SBLABS celebrated Valentine's Day with a series of creative material textures, featuring Midsummer Night's Dream's very own Puck. From burning wood, to vacuum packed spaghetti and fruit pastels – Puck presents just how far CGI can go.

February 23, 2018 - SBLABS Saddington Baynes recently set their studio R&D team on a texture-based challenge, running controlled tests on the single model of a cupid – an asset affectionately dubbed “Puck”.

Named after the infamous fairy from A Midsummer Night’s Dream, Puck was first introduced to the Saddington Baynes portfolio in celebration of London Pride last year. This cupid statue has since been used to model a range of textures, giving him a personality that grows and develops over time.

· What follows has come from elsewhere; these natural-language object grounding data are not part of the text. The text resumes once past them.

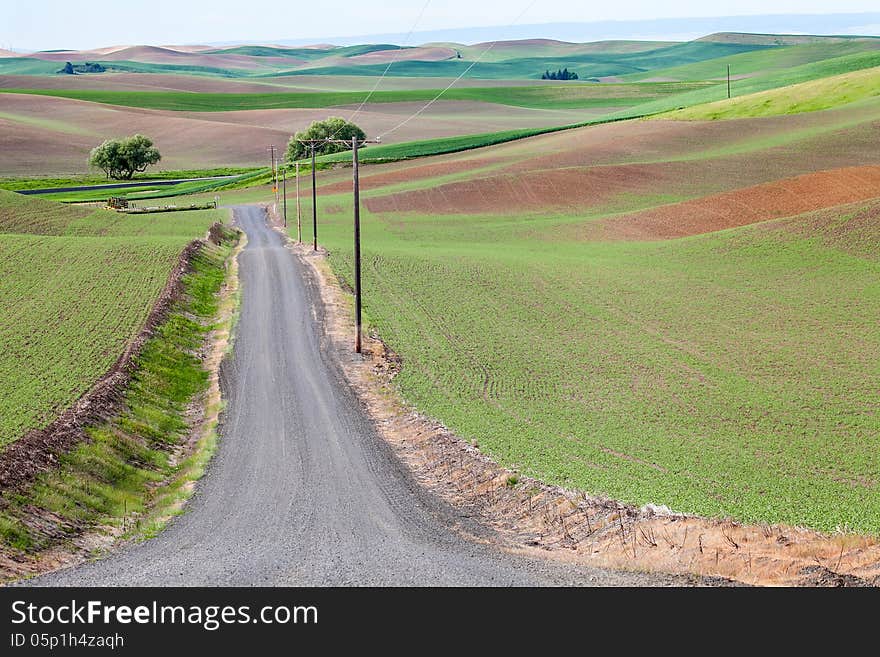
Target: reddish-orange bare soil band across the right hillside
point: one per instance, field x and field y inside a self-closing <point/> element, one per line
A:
<point x="783" y="198"/>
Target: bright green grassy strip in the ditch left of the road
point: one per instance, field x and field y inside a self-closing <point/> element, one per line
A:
<point x="136" y="466"/>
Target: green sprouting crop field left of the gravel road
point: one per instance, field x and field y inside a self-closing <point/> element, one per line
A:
<point x="52" y="257"/>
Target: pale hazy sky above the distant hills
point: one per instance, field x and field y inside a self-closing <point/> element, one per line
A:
<point x="55" y="24"/>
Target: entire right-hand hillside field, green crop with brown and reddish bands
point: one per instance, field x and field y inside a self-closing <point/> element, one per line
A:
<point x="729" y="372"/>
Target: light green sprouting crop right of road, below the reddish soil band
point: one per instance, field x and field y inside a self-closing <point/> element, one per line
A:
<point x="726" y="374"/>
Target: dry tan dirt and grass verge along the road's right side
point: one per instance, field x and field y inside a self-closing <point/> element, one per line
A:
<point x="532" y="517"/>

Originally, Puck began his life as the mascot for Saddington Baynes’ Love Is Love celebration – a short motion video that shows Puck drenched in flowing ribbons of rainbow liquid. Other tests saw Puck presented in brushed bronze or emerging from a half-chiseled block of granite.

Saddington Baynes didn’t stop there. The team turned Puck into an organic mesh of brain tissue; a mouth-watering fruit pastel; and even a tangle of spaghetti bound by a vacuum-packed casing – to name just a few simulations.

“Every creative agency needs to have a selection of treatments such as these to hand, says Project Lead and Senior Digital Artist Mark Jackson. “A portfolio that shows your skillset at a glance is hugely beneficial when landing new work.

“However, the experimentation and creativity involved in its creation also present massive advantages in other ways. It can save you time, present an opportunity to expand your artistic arsenal, and most of all, it’s fun!”

Whether 3D Scanning, or creating assets from scratch, these figures can be produced via modeling, character rigging, and visual effects workflows in Houdini. Then, the assets are in multiples via Saddington Baynes’ custom Render Crowds solution – to achieve truly photoreal CG imagery.